C. The ALJ's failure to posit the same social limitations in the hypotheticals to the VE as ultimately determined to exist in the RFC

McDowell argues that the step five determination is flawed because the ALJ never presented any restrictions to the VE which accounted for McDowell's difficulty with interacting with co-workers and supervisors. (DE 17 at 24) The Commissioner admits that McDowell is correct, but contends that in reality the ALJ did not limit McDowell's interactions with coworkers and supervisors because the ALJ had based her mental RFC finding on the opinion of Dr. Garland, who in turn opined that McDowell could "[r]espond appropriately to supervision, coworkers and work situations" (DE 23 at 12).

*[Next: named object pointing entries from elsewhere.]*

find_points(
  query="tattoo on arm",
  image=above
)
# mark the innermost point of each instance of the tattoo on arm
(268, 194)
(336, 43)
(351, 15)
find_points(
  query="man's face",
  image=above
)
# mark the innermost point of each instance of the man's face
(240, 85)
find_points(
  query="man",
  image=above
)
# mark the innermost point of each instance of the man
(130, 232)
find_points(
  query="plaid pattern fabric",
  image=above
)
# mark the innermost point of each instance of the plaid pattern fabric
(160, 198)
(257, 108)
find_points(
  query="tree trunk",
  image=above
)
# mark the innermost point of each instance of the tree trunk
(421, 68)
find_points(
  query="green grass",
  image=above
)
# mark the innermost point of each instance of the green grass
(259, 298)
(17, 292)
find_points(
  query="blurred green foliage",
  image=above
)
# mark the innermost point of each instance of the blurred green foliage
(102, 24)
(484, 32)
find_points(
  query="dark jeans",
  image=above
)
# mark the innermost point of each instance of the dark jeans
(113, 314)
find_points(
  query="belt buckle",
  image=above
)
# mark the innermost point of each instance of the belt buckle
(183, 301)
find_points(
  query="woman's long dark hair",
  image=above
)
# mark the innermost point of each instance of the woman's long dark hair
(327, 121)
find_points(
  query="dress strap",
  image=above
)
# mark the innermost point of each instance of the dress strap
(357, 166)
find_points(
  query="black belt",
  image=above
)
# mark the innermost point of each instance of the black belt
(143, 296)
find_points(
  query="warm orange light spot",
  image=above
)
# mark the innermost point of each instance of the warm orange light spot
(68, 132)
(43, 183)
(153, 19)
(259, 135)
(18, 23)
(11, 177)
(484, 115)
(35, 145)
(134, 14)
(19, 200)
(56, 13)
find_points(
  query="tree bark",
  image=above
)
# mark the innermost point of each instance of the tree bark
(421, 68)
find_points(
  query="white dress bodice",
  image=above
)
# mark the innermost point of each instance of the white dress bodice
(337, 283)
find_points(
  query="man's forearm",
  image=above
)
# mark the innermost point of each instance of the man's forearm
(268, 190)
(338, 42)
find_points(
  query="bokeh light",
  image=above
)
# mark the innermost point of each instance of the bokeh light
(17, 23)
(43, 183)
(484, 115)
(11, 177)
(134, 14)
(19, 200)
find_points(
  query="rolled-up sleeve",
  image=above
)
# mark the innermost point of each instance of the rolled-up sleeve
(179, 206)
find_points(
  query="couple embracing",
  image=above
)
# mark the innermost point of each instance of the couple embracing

The Commissioner's position cannot be accepted where the ALJ, in no uncertain terms, explicitly limited McDowell to performing jobs with only brief, superficial interactions with coworkers, supervisors, and the general public (R. 26). In so limiting McDowell's ability to perform work around others, the ALJ relied on other records, beyond that of Dr. Garland's opinion, which supported the social limitation. (R. 29)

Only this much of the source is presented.